Hal ini dikhawatirkan akan membebani masyarakat kelas menengah yang makin terjepit, yang kemudian berimbas pada penurunan daya beli dan perlambatan ekonomi nasional.

Direktur Eksekutif Center of Economic and Law Studies (Celios) Bhima Yudhistira menilai, penambahan iuran pensiun ini tidak perlu diterapkan saat ini karena bisa membebani para pekerja.

"Pekerja informal dengan pendapatan di atas Rp 5 juta hingga Rp 15 juta per bulan sudah dipotong berbagai iuran wajib seperti BPJS Kesehatan, PPh dan Tapera," kata Bhima kepada Katadata.co.id, Senin (9/9).
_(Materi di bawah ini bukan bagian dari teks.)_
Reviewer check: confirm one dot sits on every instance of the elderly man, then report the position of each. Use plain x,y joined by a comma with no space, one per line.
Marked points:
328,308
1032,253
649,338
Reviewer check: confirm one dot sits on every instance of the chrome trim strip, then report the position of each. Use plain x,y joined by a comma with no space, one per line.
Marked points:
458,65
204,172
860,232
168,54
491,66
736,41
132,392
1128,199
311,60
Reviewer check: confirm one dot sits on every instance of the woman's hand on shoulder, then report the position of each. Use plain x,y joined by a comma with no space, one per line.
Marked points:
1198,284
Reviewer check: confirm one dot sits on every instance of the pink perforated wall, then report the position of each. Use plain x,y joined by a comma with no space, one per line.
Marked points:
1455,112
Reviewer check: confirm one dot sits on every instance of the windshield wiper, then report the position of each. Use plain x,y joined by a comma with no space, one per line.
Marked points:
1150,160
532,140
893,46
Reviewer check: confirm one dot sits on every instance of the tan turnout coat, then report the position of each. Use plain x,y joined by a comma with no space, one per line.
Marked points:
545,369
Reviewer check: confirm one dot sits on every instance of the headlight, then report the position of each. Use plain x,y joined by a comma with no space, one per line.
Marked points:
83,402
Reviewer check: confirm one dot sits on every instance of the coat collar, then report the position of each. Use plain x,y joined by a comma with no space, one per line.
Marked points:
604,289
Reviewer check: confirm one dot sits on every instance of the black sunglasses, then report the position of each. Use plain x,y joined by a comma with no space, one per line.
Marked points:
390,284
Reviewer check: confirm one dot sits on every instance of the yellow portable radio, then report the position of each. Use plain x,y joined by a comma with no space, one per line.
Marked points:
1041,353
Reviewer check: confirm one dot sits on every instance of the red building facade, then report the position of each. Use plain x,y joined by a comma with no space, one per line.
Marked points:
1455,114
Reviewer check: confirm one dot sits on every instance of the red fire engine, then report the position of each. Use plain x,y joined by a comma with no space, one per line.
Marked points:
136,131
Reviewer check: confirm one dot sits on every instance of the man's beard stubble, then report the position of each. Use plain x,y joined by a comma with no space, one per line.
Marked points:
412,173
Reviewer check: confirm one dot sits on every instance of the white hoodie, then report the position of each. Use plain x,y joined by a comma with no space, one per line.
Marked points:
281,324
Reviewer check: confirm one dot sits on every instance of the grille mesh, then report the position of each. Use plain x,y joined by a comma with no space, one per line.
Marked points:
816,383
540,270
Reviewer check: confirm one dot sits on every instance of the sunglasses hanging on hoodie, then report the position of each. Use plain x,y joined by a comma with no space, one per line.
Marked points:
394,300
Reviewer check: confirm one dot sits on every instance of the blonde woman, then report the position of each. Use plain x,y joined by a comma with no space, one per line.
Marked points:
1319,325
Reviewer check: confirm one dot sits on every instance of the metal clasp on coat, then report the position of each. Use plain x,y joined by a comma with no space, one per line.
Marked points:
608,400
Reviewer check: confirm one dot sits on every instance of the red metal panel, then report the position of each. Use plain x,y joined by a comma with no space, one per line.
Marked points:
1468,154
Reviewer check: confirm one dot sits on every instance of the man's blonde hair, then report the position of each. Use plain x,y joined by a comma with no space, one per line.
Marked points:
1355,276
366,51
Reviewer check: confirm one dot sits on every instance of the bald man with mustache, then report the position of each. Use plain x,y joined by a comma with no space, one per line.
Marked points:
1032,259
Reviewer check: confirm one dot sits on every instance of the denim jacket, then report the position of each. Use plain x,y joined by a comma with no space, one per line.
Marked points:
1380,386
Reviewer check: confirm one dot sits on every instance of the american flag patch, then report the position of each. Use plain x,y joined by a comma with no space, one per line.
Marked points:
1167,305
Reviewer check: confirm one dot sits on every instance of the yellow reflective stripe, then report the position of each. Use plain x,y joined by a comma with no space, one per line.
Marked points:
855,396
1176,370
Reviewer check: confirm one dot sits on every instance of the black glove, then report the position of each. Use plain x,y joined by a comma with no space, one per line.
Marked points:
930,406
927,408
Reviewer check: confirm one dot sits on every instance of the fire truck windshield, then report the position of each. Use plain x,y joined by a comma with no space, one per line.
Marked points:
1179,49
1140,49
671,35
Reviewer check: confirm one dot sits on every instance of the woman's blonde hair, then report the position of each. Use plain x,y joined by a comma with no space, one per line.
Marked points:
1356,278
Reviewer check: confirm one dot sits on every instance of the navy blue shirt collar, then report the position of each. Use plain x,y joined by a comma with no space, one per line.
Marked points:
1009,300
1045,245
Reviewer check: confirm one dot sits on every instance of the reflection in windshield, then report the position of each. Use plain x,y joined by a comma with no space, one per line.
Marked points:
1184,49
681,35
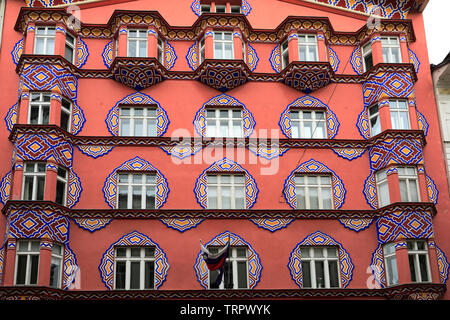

Menekan Daya Beli Kelas Menengah

Menurut Bhima, beban potongan pekerja yang sudah terlalu banyak dikhawatirkan akan menurunkan disposable income atau pendapatan yang siap dibelanjakan.

“Ini bisa menekan daya beli kelompok menengah. Dalam 10 tahun terakhir disposable income per kapita saja sudah anjlok,” ujar Bhima.

Padahal, persiapan untuk pensiun tidak harus berbentuk pengumpulan wajib dana ke suatu lembaga. Jika ada pekerja yang punya kelebihan pendapatan, maka bisa dialokasikan untuk investasi lain seperti reksadana, saham, dan properti.

“Kalau dobel-dobel sudah investasi di instrumen aset kemudian diwajibkan untuk dana pensiun jadi tidak pas ya,” kata Bhima.

Ada Indikasi untuk Menutup Defisit APBN

Bhima juga melihat adanya indikasi lain dari rencana pemerintah untuk menerapkan iuran tambahan untuk program pensiun. Dia melihat indikasi iuran tersebut akan digunakan untuk menutup defisit anggaran pendapatan dan belanja negara (APBN).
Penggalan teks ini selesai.